What are you working on right now?
I just finished writing my version of Beauty and the Beast-- I actually submitted it yesterday. So now I'm just biting my nails while I wait to see what my editor thinks.
In terms of your writing, what has been your career high to date?
Hitting the New York Times bestseller list.
What is your ultimate goal as a writer?
To be #5 or above on the New York Time Bestseller list.
What is the best piece of advice that you were given about your writing – and did you follow it?
Julia Quinn told me to ignore all the (truly vicious) reviews of my first book that accused me of head-hopping, and write exactly as I like. That was extremely helpful to me!

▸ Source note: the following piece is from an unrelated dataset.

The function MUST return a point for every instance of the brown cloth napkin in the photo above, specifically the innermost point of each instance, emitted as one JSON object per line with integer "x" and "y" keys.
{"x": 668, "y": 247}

And finally, can you sum up a key piece of advice for aspiring historical romance writers in just one sentence?
You need to keep the pace of the story in mind -- don't let yourself get bogged down, by historical details, by back story, by subplots. Just make sure the story races on, so the readers simply can't put it down.
Huge thanks to Eloisa for sharing her experiences with us. Eloisa's books can be purchased here (I recommend the Essex Sisters books), her lovely website is here, and she also tweets.
Personally, I think Romance is one of those genres that will always ignite a debate amongst the writing and reading community. I can't say I agree 100% with Eloisa's opinions regarding historical detail, but she is certainly right about the importance of a story that readers just can't put down, and it is an art I can safely say she has mastered.
Having said all that, maybe the real attraction of Romance as a genre is the diversity it offers both writers and readers alike. This particular sandpit is big enough for those for whom story trumps historical fact, and also for those fussy, nit-picking readers like me, who get annoyed when the writer confuses a barouche with a high perch phaeton.
1 comments - thank you!:
That closing line made me laugh :o)
I work in a library and can confirm that Eloise's novels are VERY popular! I loved Georgette Heyer growing up and am a big fan of the genre.